He took lusty cuts in tee-ball with the other kids, and there was even a one-day dalliance with the golf team in high school. But Nic Long understood early on that he belonged on a bicycle.
Because there was only room on the seat for him.
“I loved the individuality of it,” he said. “You go out there with your family on a race weekend, but you get to the gate and you’re all by yourself. You can train by yourself and be yourself and express yourself the way you like to. You don’t have to worry about making other people happy.
“It was just realizing that and being able to express myself through my sport, rather than as part of a team that won a championship.”
But a podium is a pretty good place to express yourself, too.
In that respect, it’s been a swift start to the 2015 BMX season for the 25-year-old rider from Lakeside, California. He won a third USA Cycling Elite BMX National Championship in March in Rock Hill, South Carolina, and was second to fellow Olympian Connor Fields closer to home at the USA BMX Seaside Nationals in Ventura, California. In between, he picked up where he left off at last year’s UCI BMX Supercross series with a third at the first world cup event of 2015 in Manchester, England.
|Nic Long poses for a portrait during the NBC/USOC photo shoot on Nov. 18, 2011 in West Hollywood, Calif.
On top of this success, Long’s newly formed company, Idol Hand Gloves, is taking pre-sales on the first 2,000 pairs he just ordered from a manufacturer.
This latent entrepreneurial side is something of a concession, the free-spirited Long acknowledged, to “the lingering thought of athletes like us” regarding life after racing. But in virtually every other respect, he remains resolutely live-in-the-moment, even with an Olympic year around the corner. Each race on his calendar — from upcoming USA BMX Pro Series stops at Nashville and Salt Lake City, to the Pan American Games and world championships in July — is important in its own right and not just as a building block to the Rio de Janeiro Olympic Games in 2016.
But that’s obviously important, too.
Long made his first Olympic team in 2012 as the coaches’ pick for the third spot, a process he’d “really would like to avoid this time.” That would mean taking one of the two automatic berths, the first based on season points and the second on a one-day trials event.
“I don’t see it getting any easier,” Long said. “We’ve got a deeper talent pool now, and we were all pretty young the last time.”
If he does reach Rio, it’s likely he’ll bring a different approach.

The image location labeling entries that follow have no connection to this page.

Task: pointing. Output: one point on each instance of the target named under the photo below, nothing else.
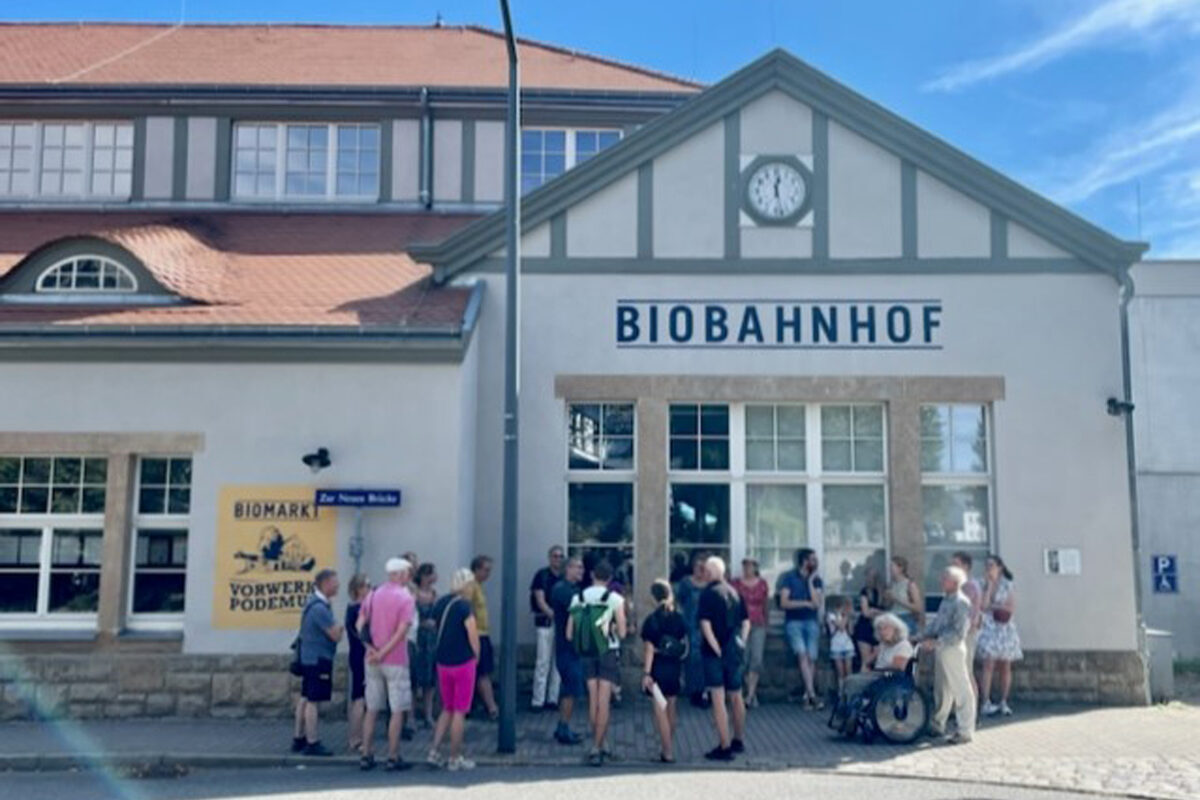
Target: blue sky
(1085, 101)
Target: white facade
(1164, 326)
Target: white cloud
(1113, 20)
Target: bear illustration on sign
(277, 553)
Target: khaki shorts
(389, 686)
(972, 642)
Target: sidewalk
(1149, 752)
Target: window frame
(106, 262)
(142, 521)
(570, 149)
(985, 480)
(88, 172)
(281, 169)
(47, 524)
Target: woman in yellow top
(481, 566)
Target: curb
(178, 763)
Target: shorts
(755, 647)
(389, 686)
(456, 685)
(486, 657)
(570, 673)
(669, 675)
(725, 672)
(606, 667)
(317, 681)
(803, 637)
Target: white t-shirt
(888, 654)
(593, 595)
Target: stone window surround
(901, 396)
(123, 451)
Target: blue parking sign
(1164, 570)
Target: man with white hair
(724, 629)
(383, 624)
(952, 673)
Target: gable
(881, 196)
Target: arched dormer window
(87, 274)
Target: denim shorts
(803, 637)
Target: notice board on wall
(271, 541)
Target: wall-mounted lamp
(317, 461)
(1119, 408)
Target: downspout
(1127, 294)
(426, 174)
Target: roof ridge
(591, 56)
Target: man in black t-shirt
(544, 672)
(724, 627)
(567, 662)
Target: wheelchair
(892, 708)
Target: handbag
(297, 667)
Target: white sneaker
(461, 763)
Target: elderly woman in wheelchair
(883, 699)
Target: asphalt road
(495, 783)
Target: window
(306, 161)
(700, 437)
(160, 549)
(165, 486)
(852, 438)
(777, 525)
(37, 485)
(87, 274)
(600, 435)
(955, 488)
(55, 160)
(549, 152)
(775, 438)
(700, 518)
(600, 440)
(52, 519)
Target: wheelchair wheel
(900, 713)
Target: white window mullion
(88, 162)
(43, 571)
(281, 160)
(331, 162)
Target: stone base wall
(115, 685)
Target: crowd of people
(412, 648)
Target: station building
(756, 316)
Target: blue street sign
(358, 498)
(1164, 570)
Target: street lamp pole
(508, 728)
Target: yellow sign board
(271, 541)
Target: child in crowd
(841, 645)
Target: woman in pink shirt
(755, 593)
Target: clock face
(777, 192)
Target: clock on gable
(777, 190)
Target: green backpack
(591, 639)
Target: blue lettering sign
(358, 498)
(1164, 570)
(809, 324)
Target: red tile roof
(321, 270)
(319, 55)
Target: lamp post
(508, 728)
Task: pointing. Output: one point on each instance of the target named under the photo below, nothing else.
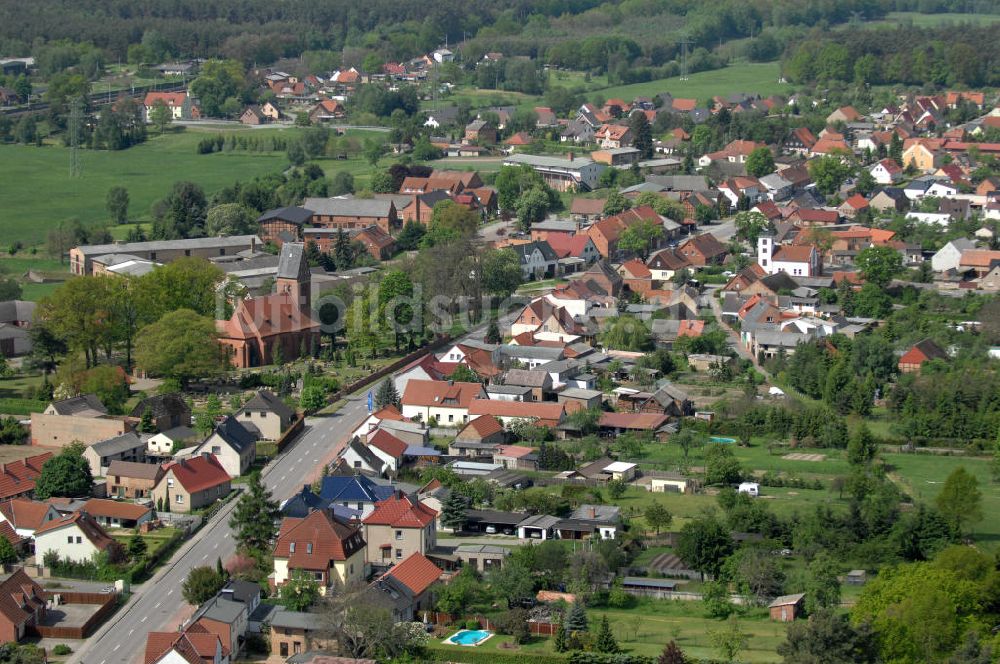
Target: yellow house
(322, 547)
(922, 157)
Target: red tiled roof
(793, 253)
(19, 598)
(18, 477)
(636, 269)
(24, 513)
(857, 201)
(643, 421)
(199, 473)
(400, 512)
(318, 539)
(388, 443)
(484, 426)
(115, 509)
(7, 532)
(85, 523)
(417, 573)
(525, 409)
(440, 393)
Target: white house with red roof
(795, 260)
(399, 527)
(887, 171)
(445, 401)
(76, 537)
(322, 547)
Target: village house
(23, 608)
(702, 250)
(130, 480)
(562, 174)
(26, 516)
(353, 213)
(180, 104)
(446, 402)
(81, 419)
(397, 528)
(232, 445)
(130, 446)
(195, 645)
(920, 352)
(323, 548)
(117, 514)
(82, 258)
(283, 224)
(17, 478)
(190, 484)
(77, 537)
(266, 415)
(167, 411)
(405, 589)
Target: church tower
(294, 278)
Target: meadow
(38, 193)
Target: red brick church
(261, 325)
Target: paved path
(157, 605)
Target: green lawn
(646, 628)
(922, 476)
(38, 192)
(893, 19)
(756, 78)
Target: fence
(108, 603)
(389, 369)
(293, 431)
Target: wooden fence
(291, 433)
(107, 602)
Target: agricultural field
(38, 192)
(754, 78)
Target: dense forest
(948, 55)
(581, 34)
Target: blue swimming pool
(469, 637)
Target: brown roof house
(323, 548)
(232, 444)
(27, 516)
(128, 479)
(267, 415)
(922, 351)
(82, 419)
(77, 536)
(22, 605)
(189, 484)
(398, 528)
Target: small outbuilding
(787, 607)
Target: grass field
(748, 77)
(646, 628)
(893, 19)
(38, 192)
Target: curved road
(157, 605)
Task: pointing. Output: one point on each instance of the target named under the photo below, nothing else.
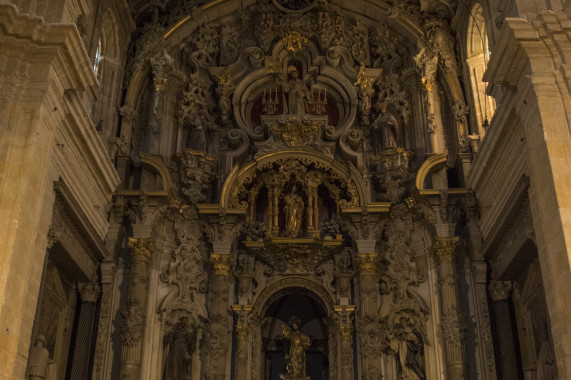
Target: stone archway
(284, 306)
(273, 306)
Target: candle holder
(270, 105)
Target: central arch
(274, 306)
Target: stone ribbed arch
(287, 285)
(238, 176)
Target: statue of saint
(178, 348)
(408, 344)
(295, 358)
(38, 362)
(293, 209)
(389, 129)
(298, 94)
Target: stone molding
(500, 290)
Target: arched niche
(275, 304)
(324, 185)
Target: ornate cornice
(141, 249)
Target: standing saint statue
(295, 358)
(408, 345)
(298, 94)
(293, 209)
(178, 348)
(389, 129)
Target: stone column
(218, 333)
(241, 362)
(161, 67)
(505, 333)
(427, 64)
(133, 325)
(103, 330)
(345, 342)
(367, 263)
(525, 334)
(89, 293)
(452, 323)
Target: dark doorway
(297, 302)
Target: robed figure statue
(387, 129)
(293, 208)
(178, 348)
(295, 358)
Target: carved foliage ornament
(221, 264)
(278, 172)
(141, 249)
(294, 42)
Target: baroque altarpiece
(293, 196)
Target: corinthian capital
(221, 264)
(141, 249)
(500, 290)
(444, 247)
(367, 263)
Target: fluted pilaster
(452, 323)
(134, 317)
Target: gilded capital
(444, 247)
(367, 263)
(500, 290)
(141, 249)
(160, 84)
(221, 264)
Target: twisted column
(369, 350)
(345, 339)
(161, 67)
(507, 355)
(452, 324)
(134, 317)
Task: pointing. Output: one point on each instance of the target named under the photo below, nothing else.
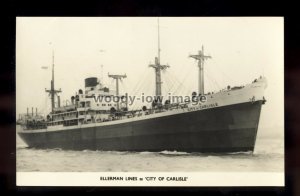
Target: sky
(242, 49)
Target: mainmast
(117, 78)
(201, 58)
(157, 68)
(52, 91)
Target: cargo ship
(217, 122)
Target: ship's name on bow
(201, 107)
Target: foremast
(200, 57)
(52, 92)
(157, 68)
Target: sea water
(268, 156)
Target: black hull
(222, 129)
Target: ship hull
(231, 128)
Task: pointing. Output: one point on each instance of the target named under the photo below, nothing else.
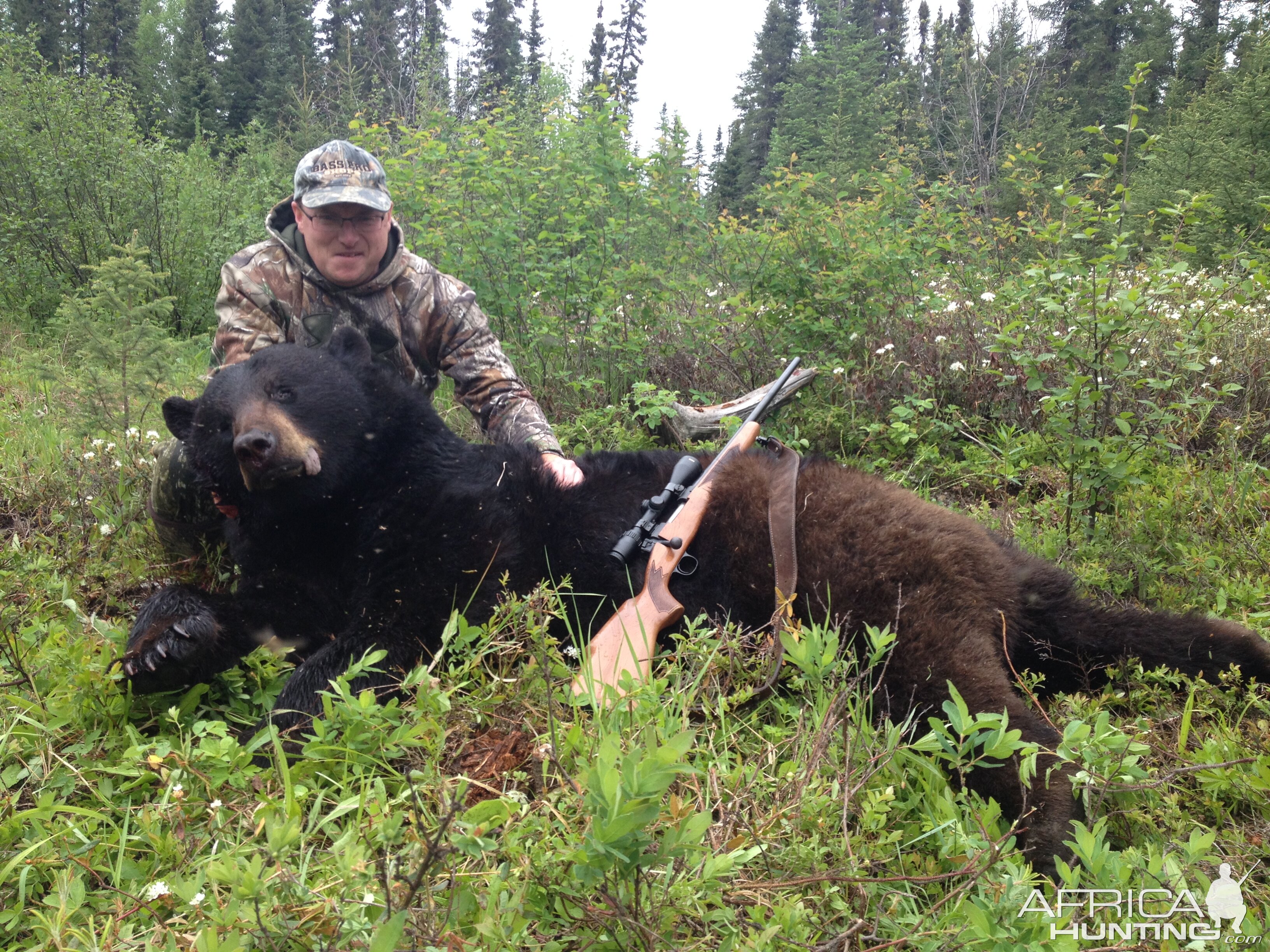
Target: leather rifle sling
(781, 499)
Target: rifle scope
(685, 474)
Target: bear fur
(362, 522)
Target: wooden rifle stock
(628, 641)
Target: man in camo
(335, 257)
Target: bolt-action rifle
(629, 639)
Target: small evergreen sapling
(114, 331)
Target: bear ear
(178, 414)
(350, 348)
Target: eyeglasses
(328, 224)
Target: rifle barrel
(761, 410)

“Making the team (in 2012) was a goal,” said Long, who didn’t make the final in London, “but I didn’t really have expectations once I made it, and that hindered me. I had some injuries (including a ruptured disc) that played a part, but looking back I got to that point and I was satisfied with that. I think I have more drive to get there this time and redeem myself — not ‘clear my name’ but just do better.”
It’s when he can shed the notion of “just settling” that Long is at his best, as in 2010 when he upset Olympic gold medalist Maris Strombergs en route to his first world cup win.
“Sometimes I think, ‘Hey, I made the main, that’s good enough for me,’” Long said. “I need to change that to win races and make podiums.”
If the addition of sports like BMX and snowboarding into the Olympic program over the past decade or two was a calculated move to allow the Games to reach a hipper audience — “I don’t think the Olympics was something they could relate to before,” Long said — it’s also upped the stakes for competitors in those disciplines. Long sees a younger, hungrier rider emerging with a more professional bent. His international experience provides a helpful edge, but only if he “keeps a young mindset.”
“You just have to do the work that suits you,” Long said. “I have a real simple approach to training: I just ride a lot. It’s not a lot of gym work, but it’s a lot of racing. A lot of guys might race only the world cups and two or three smaller races, while I’ll do 15-18 races in the U.S.
“It’s always what’s worked for me. I don’t know if it’s mental thing or a ritual thing, but I’m not trying to reinvent the wheel.”
But Long has always done it his way — from his break with traditional sports at an early age to the tattoos that began to take over his body at age 18. He has long been BMX’s illustrated man, covered neck-to-toe with zombies and skeletons, angels and Biblical scenes, and assorted quotations. All the ink has likely cost him some sponsors and marketing opportunities over the years — but like the bumps and turns of his chosen sport, it’s also spawned his newest venture. The Idol Hands brand is body art on a glove.
“I get a lot of love and hate from the tattoos,” Long admitted. “People will say, ‘Why don’t you look more professional?’ A lot appreciate them, too. It’s always kind of 50-50. But the individuality of the sport is something I’ve always cherished, and something I live.”